I didn't finish it because it dragged on so much. I could barely even tell what the characters were trying to do, because the plot was so boring. Also, I read this book a while ago, so I don't exactly remember the characters, but Hazel... ugh. I forgot what exactly was so terrible about her, but I couldn't stand her for a moment. And did Sam's mom really have to be "empty"? It contributes nothing to the plot. So overall, I wouldn't waste your time, because this book is soooooooo slow.

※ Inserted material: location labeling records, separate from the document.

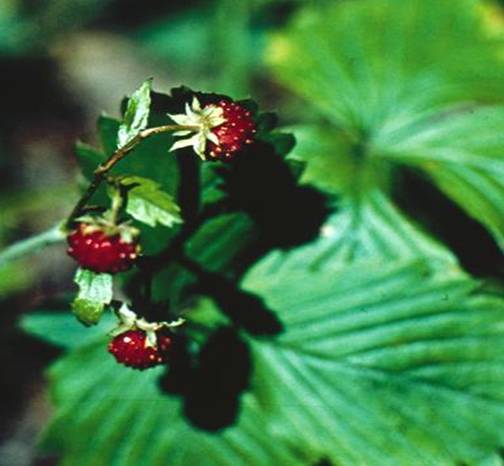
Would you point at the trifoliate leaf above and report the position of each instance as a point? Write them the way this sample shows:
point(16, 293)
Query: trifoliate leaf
point(392, 96)
point(89, 158)
point(149, 204)
point(95, 291)
point(61, 329)
point(137, 114)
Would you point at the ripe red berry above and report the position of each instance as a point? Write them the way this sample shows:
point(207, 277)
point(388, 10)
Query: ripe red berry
point(238, 130)
point(100, 252)
point(131, 349)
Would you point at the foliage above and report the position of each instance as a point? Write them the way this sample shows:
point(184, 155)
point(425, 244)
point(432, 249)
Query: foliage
point(323, 323)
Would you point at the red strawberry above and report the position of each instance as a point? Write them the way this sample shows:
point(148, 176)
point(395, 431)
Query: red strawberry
point(238, 130)
point(98, 250)
point(131, 349)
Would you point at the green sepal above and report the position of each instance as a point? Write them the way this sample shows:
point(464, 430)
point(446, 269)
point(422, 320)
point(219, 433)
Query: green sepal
point(95, 292)
point(137, 114)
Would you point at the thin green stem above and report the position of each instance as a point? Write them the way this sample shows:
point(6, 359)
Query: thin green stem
point(101, 172)
point(35, 243)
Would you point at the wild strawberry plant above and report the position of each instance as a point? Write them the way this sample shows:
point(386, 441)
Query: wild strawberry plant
point(288, 305)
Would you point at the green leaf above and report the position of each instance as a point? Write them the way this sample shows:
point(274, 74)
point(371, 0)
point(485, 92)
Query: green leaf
point(137, 114)
point(394, 97)
point(149, 204)
point(463, 152)
point(95, 291)
point(132, 423)
point(380, 363)
point(364, 63)
point(89, 158)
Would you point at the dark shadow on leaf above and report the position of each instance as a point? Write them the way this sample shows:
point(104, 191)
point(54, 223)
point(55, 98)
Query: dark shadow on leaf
point(475, 248)
point(177, 378)
point(262, 184)
point(211, 386)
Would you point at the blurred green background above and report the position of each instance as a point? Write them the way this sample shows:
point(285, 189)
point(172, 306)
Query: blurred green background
point(63, 62)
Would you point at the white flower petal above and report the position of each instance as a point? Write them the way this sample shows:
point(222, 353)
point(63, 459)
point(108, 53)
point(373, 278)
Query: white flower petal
point(181, 119)
point(184, 132)
point(196, 106)
point(213, 138)
point(182, 143)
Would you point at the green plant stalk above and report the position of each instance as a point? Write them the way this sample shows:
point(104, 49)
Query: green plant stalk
point(35, 243)
point(101, 172)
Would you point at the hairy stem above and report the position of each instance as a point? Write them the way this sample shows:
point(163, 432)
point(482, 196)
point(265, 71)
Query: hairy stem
point(35, 243)
point(101, 172)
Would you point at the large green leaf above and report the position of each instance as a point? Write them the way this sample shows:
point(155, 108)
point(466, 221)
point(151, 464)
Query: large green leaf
point(136, 116)
point(463, 153)
point(148, 204)
point(392, 96)
point(379, 364)
point(384, 364)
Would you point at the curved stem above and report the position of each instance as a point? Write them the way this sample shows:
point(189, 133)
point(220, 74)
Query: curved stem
point(35, 243)
point(101, 172)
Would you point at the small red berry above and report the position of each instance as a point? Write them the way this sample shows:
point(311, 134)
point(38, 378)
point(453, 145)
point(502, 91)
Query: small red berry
point(131, 349)
point(238, 130)
point(100, 252)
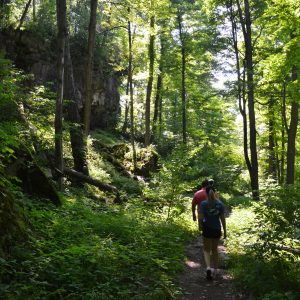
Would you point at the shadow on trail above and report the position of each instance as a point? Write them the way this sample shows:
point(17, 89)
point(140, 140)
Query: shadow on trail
point(194, 283)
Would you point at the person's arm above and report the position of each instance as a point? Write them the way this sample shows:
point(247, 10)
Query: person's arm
point(223, 221)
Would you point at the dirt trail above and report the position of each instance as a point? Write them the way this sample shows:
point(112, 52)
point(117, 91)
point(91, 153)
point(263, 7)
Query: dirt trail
point(193, 281)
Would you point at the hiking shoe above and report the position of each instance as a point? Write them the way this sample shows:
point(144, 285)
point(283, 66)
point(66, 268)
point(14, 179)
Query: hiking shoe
point(208, 274)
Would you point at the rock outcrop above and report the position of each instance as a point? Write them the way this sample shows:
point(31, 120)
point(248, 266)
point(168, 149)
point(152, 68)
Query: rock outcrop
point(37, 56)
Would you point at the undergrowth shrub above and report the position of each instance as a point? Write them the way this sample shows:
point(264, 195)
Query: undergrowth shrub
point(87, 250)
point(264, 244)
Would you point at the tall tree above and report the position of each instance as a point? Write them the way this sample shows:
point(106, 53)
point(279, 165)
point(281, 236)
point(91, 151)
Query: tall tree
point(245, 20)
point(73, 116)
point(159, 88)
point(132, 124)
point(183, 72)
point(89, 66)
point(150, 76)
point(292, 133)
point(61, 38)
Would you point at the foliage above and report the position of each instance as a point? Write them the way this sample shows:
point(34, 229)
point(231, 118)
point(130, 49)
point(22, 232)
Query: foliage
point(89, 250)
point(260, 241)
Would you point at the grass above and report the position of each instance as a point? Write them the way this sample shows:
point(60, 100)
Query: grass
point(87, 250)
point(258, 269)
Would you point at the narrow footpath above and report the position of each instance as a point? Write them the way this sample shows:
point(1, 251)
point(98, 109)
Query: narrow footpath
point(193, 282)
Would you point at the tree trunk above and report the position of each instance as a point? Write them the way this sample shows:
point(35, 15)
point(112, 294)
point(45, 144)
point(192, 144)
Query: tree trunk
point(284, 129)
point(61, 37)
point(272, 166)
point(150, 81)
point(131, 94)
point(89, 67)
point(24, 14)
point(292, 132)
point(34, 10)
point(125, 124)
point(159, 87)
point(90, 180)
point(73, 116)
point(183, 88)
point(245, 21)
point(241, 87)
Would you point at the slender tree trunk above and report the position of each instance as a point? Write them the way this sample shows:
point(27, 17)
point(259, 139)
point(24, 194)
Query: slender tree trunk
point(132, 125)
point(284, 129)
point(245, 20)
point(61, 37)
point(89, 67)
point(24, 14)
point(73, 116)
point(34, 10)
point(292, 132)
point(240, 87)
point(159, 87)
point(183, 87)
point(150, 80)
point(272, 167)
point(125, 124)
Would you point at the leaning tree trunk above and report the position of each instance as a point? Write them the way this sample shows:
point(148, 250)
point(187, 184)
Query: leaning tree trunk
point(150, 81)
point(61, 37)
point(183, 87)
point(89, 67)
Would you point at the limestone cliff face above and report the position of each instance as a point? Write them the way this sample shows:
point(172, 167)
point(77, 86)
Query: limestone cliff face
point(38, 56)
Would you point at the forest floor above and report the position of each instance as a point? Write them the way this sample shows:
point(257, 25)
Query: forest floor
point(193, 282)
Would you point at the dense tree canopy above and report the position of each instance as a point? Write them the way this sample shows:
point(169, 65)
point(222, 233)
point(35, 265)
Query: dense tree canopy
point(136, 102)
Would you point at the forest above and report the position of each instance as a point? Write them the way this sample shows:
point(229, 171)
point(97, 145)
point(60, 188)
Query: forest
point(113, 112)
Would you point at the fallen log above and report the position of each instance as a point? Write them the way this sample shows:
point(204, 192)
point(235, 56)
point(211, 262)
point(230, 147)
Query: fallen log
point(87, 179)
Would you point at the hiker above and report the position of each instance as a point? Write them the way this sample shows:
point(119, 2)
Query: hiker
point(199, 196)
point(210, 214)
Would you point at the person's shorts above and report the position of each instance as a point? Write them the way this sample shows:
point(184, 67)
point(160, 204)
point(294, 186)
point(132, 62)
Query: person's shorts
point(209, 232)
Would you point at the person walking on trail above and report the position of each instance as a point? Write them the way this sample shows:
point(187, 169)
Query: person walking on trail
point(210, 214)
point(199, 196)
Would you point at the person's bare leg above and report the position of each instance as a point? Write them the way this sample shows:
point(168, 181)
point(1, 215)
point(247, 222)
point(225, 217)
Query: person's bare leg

Hazel has read every single Nancy Drew book and written all of her observations in her Mysteries notebook, but nothing has come of all this preparation until one day when she sees two men stash a box in a locked toolshed at the graveyard her parents own. This has a fun Hermione Granger type main character, and is a good match if you like funny and relatable realistic fiction, slice of life type stuff, and historical fiction (it’s a good readalike for We Dream of Space + mystery).
I didn’t connect with the characters as much as I usually do. Hazel can be clueless and sometimes annoying. There’s the usual mean girl, inattentive parents, teachers who don’t understand, smart loner boy who keeps to himself. Set in the Cold War during the McCarthy era.

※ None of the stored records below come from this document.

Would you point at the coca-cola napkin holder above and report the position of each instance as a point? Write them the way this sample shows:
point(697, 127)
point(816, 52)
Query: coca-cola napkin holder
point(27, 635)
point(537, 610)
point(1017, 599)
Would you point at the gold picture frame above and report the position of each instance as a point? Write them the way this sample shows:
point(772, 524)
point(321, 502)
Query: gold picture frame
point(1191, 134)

Note- listened to the audio book and it was decent
Excellent middle grades historical fiction. Deals with 1950s McCarthyism, roles of women in post war American culture, and the ever-present mean girls in school. Warnings for parents: delicately handled sub plot about a child born out of wedlock; themes of depression, and a scene in which kids try to perform a seance in a cemetery. Nothing graphic, explicit, or inappropriate; no bad language.
This was a random audiobook choice from the library. I don’t do that often and this book is the reason- a little too close to demonic spirits and a lot of information on an unwed teenage mother that lead to some eye opening conversations with my 11 and 9 year olds.
I remember reading this book years ago, I enjoyed it immensely. The story was so heartbreaking, and not what I thought it would be. This is a book I read when I was still very into spies, and even though the story takes an unexpected turn it was still so good.
Fun mystery set in the height of post-WWII Cold War. Neat how it revolved around a new friendship as well as dealing with the loss of a best friend who moved away.
I gave this book three stars because it’s neither a great book nor a bad book. But my son (who I read this too) did not like the book at all. I actually found the author’s note in the back the best part of the book.
A young schoolgirl tries to uncover a communist spy in her town with the help of a mysterious young boy during the height of Cold War-era America. The author does a great job exemplifying the neighbor against neighbor anxiety that happened.
The kids enjoyed it. I was a bit surprised by some of the more mature topics covered (alcoholism, pregnancy out of wedlock, etc). I just wasn't expecting it from the cover art.